The chain of rating downgrades affecting Puerto Rico’s credit added yet another link Monday, when Moody’s Investors Service cut the rating on approximately $8.0 billion of outstanding power revenue bonds held by Puerto Rico Electric Power Authority’s to Baa2 from Baa1.
Furthermore, the rating remains under review for possible further downgrade, Moody’s said.
“Today’s action is based on the recent downgrade of the Commonwealth of Puerto Rico’s general obligation rating to Baa3 with a negative outlook as well as the downgrade of entities that are based on or capped at the GO rating, including the Government Development Bank of Puerto Rico, which is an important source of liquidity for PREPA,” Moody’s said in its rationale.

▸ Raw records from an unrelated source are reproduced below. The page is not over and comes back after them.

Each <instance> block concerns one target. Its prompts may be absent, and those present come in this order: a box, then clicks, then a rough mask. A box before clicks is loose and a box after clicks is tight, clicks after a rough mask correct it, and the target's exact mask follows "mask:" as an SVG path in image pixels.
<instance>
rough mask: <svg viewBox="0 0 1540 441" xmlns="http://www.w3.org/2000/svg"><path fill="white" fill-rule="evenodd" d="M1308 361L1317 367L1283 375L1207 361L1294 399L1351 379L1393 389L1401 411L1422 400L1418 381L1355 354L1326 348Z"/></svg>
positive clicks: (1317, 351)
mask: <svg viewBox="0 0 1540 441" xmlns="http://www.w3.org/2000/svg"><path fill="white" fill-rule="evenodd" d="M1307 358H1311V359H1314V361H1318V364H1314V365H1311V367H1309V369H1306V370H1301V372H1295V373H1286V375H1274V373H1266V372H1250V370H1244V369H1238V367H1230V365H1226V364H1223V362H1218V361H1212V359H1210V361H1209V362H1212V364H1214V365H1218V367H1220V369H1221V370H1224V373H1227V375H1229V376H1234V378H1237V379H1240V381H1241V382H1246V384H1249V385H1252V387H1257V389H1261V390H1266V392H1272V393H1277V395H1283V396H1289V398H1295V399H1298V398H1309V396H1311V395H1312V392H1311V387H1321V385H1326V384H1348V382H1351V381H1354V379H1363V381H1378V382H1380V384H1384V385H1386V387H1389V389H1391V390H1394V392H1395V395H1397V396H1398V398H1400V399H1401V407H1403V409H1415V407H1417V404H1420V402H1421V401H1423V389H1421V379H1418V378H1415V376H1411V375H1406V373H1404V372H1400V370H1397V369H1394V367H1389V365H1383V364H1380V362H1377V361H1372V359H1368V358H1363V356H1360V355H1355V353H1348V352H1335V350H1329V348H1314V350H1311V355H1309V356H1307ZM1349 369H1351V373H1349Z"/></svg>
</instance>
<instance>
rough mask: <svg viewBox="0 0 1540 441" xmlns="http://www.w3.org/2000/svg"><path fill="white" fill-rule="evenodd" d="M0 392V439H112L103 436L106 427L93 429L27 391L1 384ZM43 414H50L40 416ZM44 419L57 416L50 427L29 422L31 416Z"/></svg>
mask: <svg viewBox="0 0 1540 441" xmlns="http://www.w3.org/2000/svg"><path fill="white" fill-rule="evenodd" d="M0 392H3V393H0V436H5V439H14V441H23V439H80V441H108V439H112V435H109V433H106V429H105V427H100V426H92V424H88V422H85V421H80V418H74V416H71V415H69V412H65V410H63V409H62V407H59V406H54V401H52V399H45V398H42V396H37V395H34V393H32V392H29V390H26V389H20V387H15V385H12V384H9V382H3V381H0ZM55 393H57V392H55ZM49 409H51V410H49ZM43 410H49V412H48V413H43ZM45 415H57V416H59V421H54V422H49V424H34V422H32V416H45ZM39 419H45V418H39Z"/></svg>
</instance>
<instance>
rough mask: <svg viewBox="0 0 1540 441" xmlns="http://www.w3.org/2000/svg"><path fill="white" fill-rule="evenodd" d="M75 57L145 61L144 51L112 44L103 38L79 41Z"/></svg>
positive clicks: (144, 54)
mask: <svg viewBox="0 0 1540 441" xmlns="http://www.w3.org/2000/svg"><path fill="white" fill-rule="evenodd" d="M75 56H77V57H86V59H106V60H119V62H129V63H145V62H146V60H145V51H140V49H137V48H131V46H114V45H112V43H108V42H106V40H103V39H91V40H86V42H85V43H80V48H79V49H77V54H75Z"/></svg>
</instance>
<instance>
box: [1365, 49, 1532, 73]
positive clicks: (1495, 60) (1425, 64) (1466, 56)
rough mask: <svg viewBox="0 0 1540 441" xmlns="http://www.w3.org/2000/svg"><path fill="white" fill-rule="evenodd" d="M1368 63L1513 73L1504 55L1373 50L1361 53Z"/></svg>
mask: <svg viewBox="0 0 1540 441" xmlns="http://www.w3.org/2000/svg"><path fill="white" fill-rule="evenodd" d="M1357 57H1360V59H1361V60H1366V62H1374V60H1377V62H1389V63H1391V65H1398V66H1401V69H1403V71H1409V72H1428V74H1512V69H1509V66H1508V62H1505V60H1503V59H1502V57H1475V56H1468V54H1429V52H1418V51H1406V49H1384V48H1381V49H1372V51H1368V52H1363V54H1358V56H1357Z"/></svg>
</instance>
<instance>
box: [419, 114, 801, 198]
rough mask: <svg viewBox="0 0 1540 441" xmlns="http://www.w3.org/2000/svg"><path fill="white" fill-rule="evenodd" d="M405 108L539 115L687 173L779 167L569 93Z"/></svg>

“Our review will focus, among other things, on how closely the rating of PREPA should track the rating of the Commonwealth of Puerto Rico,” Moody’s said, noting PREPA’s rating has not yet fallen below that of the Commonwealth.
Moody’s review will consider several aspects: the sources of PREPA’s liquidity given the recent downgrade of the GDB; an analysis of the audited financial information for fiscal year 2012; the plans of the incoming management team to implement recommended cost cutting measures; and the recent abandonment of the Via Verde gas pipeline and its effect on the authority’s natural gas conversion plan.
Moody’s said PREPA is vulnerable to price volatility as a result of its significant dependence on fuel oil to generate power, an accounts receivable problem that has historically been a pressure on cash flow, debt leverage that is above median for major public power utilities that own generation, and weak internal financial liquidity.
The cut to PREPA’s credit ratings came on the heels of downgrade by Moody’s on Monday that affecting $600 million worth of University of Puerto Rico revenue bonds. The cut to Ba1 from Baa2 relegated the bonds to below investment grade.